«Fermeremo i truffatori con le ronde via cellulare»

di Sandro Barberis wGARLASCO «Divideremo Garlasco per quartieri, ogni quartiere avrà un capogruppo e ci scambieremo foto ed informazioni per evitare truffe e furti». In estrema sintesi funzionerà così il sistema che un gruppo di cittadini di Garlasco, che si sono trovati l'alta sera, vogliono far debuttare già nei prossimi giorni.

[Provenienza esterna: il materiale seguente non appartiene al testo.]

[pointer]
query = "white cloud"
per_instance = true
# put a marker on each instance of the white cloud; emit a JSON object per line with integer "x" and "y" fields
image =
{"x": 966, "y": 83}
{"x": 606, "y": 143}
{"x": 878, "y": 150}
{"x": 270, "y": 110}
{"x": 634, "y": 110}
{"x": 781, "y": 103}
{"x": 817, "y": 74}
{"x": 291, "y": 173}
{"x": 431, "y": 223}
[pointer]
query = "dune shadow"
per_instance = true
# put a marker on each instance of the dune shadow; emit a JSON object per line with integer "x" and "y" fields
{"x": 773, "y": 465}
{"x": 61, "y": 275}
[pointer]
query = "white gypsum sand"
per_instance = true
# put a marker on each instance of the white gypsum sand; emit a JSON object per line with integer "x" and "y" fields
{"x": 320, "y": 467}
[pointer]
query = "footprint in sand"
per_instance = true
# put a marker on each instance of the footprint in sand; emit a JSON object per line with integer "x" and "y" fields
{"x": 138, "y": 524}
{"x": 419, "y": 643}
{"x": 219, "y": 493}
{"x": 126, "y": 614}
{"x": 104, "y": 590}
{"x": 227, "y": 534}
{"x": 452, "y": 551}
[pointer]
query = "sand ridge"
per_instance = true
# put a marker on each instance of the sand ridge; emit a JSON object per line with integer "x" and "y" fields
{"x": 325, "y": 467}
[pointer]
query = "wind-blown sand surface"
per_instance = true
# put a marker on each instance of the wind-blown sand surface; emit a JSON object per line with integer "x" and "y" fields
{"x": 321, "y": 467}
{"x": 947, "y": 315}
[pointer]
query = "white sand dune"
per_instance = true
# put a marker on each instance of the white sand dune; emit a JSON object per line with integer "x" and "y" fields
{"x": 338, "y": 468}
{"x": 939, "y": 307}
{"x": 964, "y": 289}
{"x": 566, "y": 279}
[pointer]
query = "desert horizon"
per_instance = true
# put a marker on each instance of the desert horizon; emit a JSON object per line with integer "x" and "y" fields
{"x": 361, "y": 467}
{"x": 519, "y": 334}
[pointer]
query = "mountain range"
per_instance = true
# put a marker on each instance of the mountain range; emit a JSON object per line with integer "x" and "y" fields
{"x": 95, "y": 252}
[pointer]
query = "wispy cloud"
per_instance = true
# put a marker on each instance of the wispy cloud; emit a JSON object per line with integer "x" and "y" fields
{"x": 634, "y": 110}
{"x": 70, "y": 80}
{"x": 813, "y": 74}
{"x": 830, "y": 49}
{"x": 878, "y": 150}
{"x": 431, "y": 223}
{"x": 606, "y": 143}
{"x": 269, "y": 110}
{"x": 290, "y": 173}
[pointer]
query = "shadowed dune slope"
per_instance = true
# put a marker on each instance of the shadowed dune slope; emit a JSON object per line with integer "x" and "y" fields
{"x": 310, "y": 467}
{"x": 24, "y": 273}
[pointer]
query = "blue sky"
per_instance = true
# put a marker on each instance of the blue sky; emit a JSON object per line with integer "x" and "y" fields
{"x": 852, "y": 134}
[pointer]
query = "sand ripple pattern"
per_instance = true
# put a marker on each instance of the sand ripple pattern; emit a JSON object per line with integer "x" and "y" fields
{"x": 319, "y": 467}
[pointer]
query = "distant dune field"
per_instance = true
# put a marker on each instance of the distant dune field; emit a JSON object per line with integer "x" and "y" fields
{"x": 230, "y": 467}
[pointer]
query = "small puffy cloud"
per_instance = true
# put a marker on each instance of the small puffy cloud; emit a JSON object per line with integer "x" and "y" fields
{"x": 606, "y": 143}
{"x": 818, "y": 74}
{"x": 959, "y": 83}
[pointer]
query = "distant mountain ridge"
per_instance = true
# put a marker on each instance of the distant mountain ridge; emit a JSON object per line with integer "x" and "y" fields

Serve solo avere un telefono di ultima generazione con installata la diffusa applicazione di messaggistica istantanea Whatsapp. «Ogni quartiere di Garlasco avrà il suo gruppo sulla chat per cellulari – spiegano gli organizzatori dei controlli di vicinato 2.0 di Garlasco – All'interno tutti gli utenti potranno mandare foto, video e segnalazioni. Poi il capogruppo, scelto durante le riunioni, avrà il compito di avvisare carabinieri e forze dell'ordine, quando sarà il caso». La prima riunione ha visto la partecipazione di una decina di persone, ma già nel fine settimana il gruppo cercherà nuove forze con un banchetto in piazza Repubblica: «Alla riunione di giovedì hanno partecipato anche alcuni membri dei controlli di vicinato di Buccinasco, nel Milanese, che è stato il primo centro a svolgere questo tipo di collaborazione tra cittadini via Whatsapp: hanno sventato furti e truffe, permettendo arresti. Altri Comuni stanno seguendo l'esempio, che piace anche alla Regione. Presenteremo il progetto anche ai carabinieri». Ma come mai anche a Garlasco quest'idea? «Perché di furti, truffe o tentativi se ne sente parlare ogni giorno – rispondono gli attivisti che vogliono avviare i controlli di vicinato via Whatsapp – La settimana scorsa i genitori di un nostro amico sono stati truffati da falsi ispettori di una società di servizi: hanno rubato loro 2mila euro. Lo facciamo quindi anche per una questione sociale, perché le persone anziane non hanno molto dimestichezza con questi strumenti tecnologici. Le persone più giovani invece ce l'hanno e fare una foto ad un'auto sospetta non costa nulla. Ed è comunque sempre una prova per le forze dell'ordine e i tribunali».